Dans un avis très attendu par les professionnels, le Conseil d’État apporte d’utiles précisions sur la procédure de délivrance d’un permis de construire valant autorisation d’exploitation commerciale et sur les effets d’un recours dirigé contre ledit permis.
Rappelons brièvement que depuis l’entrée en vigueur de la loi Pinel du 18 juin 2014, « lorsqu’un projet est soumis à autorisation d’exploitation commerciale [AEC], le permis de construire tient lieu d’autorisation dès lors que la demande de permis a fait l’objet d’un avis favorable de la commission départementale d’aménagement commercial [CDAC] ou, le cas échéant, de la Commission nationale d’aménagement commercial [CNAC] » (art. L. 425-4 du Code de l’urbanisme). Cette simplification procédurale a toutefois généré des difficultés ayant conduit à la saisine pour avis du Conseil d’État.
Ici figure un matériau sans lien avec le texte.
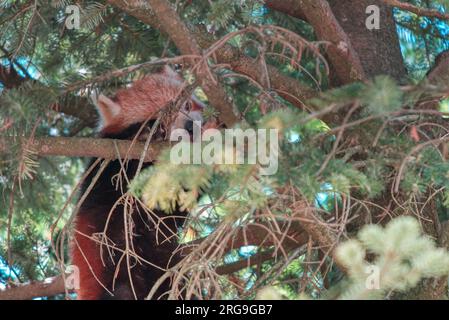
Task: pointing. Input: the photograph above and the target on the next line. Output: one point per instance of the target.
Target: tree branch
(288, 88)
(47, 288)
(84, 147)
(343, 57)
(172, 25)
(431, 13)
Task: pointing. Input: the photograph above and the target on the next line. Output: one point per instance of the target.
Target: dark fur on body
(148, 241)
Les faits de l’espèce sont simples : la société LIDL souhaitant rénover et agrandir l’un de ses magasins, elle a déposé successivement une demande de permis de construire et une demande d’extension de la surface de vente, alors que la fusion des deux autorisations était déjà actée. Le maire de Sedan et la CDAC ont fait droit à ses demandes respectives, mais à la suite d’un recours formé par un concurrent, la CNAC a refusé le projet d’extension de la surface de vente du magasin. La société LIDL se trouvant titulaire d’un permis de construire, mais dépourvue de l’AEC nécessaire à la conduite du projet, le concurrent a donc formé un recours en annulation contre l’arrêté délivrant le permis de construire.
Après avoir tranché un débat relatif à l’applicabilité de la loi Pinel – qui ne sera pas évoqué ici –, la Cour administrative d’appel de Nancy n’a pas souhaité prendre position sur la recevabilité du recours et la validité du permis de construire, préférant soumettre à l’avis du Conseil d’État plusieurs interrogations.
Dans l’avis commenté, le Conseil d’État rappelle le cadre juridique applicable aux permis de construire valant AEC et se prononce sur les questions posées par la Cour, fournissant à cette occasion d’utiles précisions pour les collectivités locales et les professionnels du secteur.
Premièrement, le Conseil d’État aborde la difficulté procédurale résultant de la délivrance d’un permis de construire valant AEC avant que la CNAC, saisie d’un recours dirigé contre l’avis de la CDAC, ait pu rendre son propre avis.
En théorie, puisque l’autorité compétente en matière de permis de construire est nécessairement informée de l’introduction d’un recours contre l’avis de la CDAC (art. R. 752-32 et R. 752-42 du Code de commerce), elle « doit attendre l’intervention de l’avis, exprès ou tacite, de la CNAC pour délivrer le permis ». Toutefois, le Conseil d’État précise que le non-respect de cette exigence n’est pas source d’illégalité : « un permis de construire valant AEC délivré avant l’expiration [du délai de recours contre l’avis de la CDAC] ne se trouverait pas entaché d’illégalité de ce seul fait ».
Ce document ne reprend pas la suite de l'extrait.